Supporting social enterprises to understand their impact | Itad
The growth of social enterprises in recent years has led to increased support from governments, philanthropic organisations, and impact investors. However, monitoring and evaluation in the social enterprise sector is crucial to understand the impact they deliver. This blog describe a recent evaluation conducted by Itad in partnership with the IKEA Foundation and Yunus Social Business, which uncovered three key opportunities for better social enterprise impact evaluation design. Firstly, evaluators should be flexible in definitions of impact and adopt the language of enterprises. Secondly, evaluators should help shape the evaluation to maximise its relevance for social enterprise managers. Finally, evaluators should reduce the evaluation time burden for social enterprise managers by simplifying and integrating the evaluation tools and processes into ongoing monitoring and evaluation practices.
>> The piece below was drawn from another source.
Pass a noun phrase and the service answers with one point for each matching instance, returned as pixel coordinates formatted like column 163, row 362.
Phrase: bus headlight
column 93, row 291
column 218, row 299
By considering these opportunities, evaluators can better understand the impact of social enterprises and improve their overall sustainability.
India’s nutrition landscape and the path forward | The Abdul Latif Jameel Poverty Action Lab
Nutrition is a theme that this blog series has frequently visited and continues to be a major focus of development evaluation. India has made considerable investments in improving child nutrition through programs such as Poshan Abhiyaan and ICDS, but malnutrition remains a problem for policymakers. Findings from the National Family Health Survey indicate that a third of India’s children under five are stunted and a fifth suffer from wasting. The Covid-19 pandemic may have affected health outcomes, but the stagnant child health outcomes raise questions about the effectiveness of policies and programs. This blog describes J-PAL South Asia’s Cash Transfers for Child Health Initiative, which aimed to improve child health in India by generating policy-relevant research on cash transfers and recent critical reflections on it. The ‘Food for Thought: Tackling Malnutrition in India’ event brought together industry experts and researchers to discuss strategies to improve child nutrition. The discussions revealed that existing cash transfer programs are necessary but not sufficient, and a more holistic, community-level approach towards program design is needed. To increase take-up, awareness of programs must be improved, and the enrolment process must be simplified. To augment state capacity to deliver nutrition services, the burden on workers must be reduced. The results of a study on the functioning of ICDS in Odisha during the Covid-19 lockdown showed a reduction in preschool services.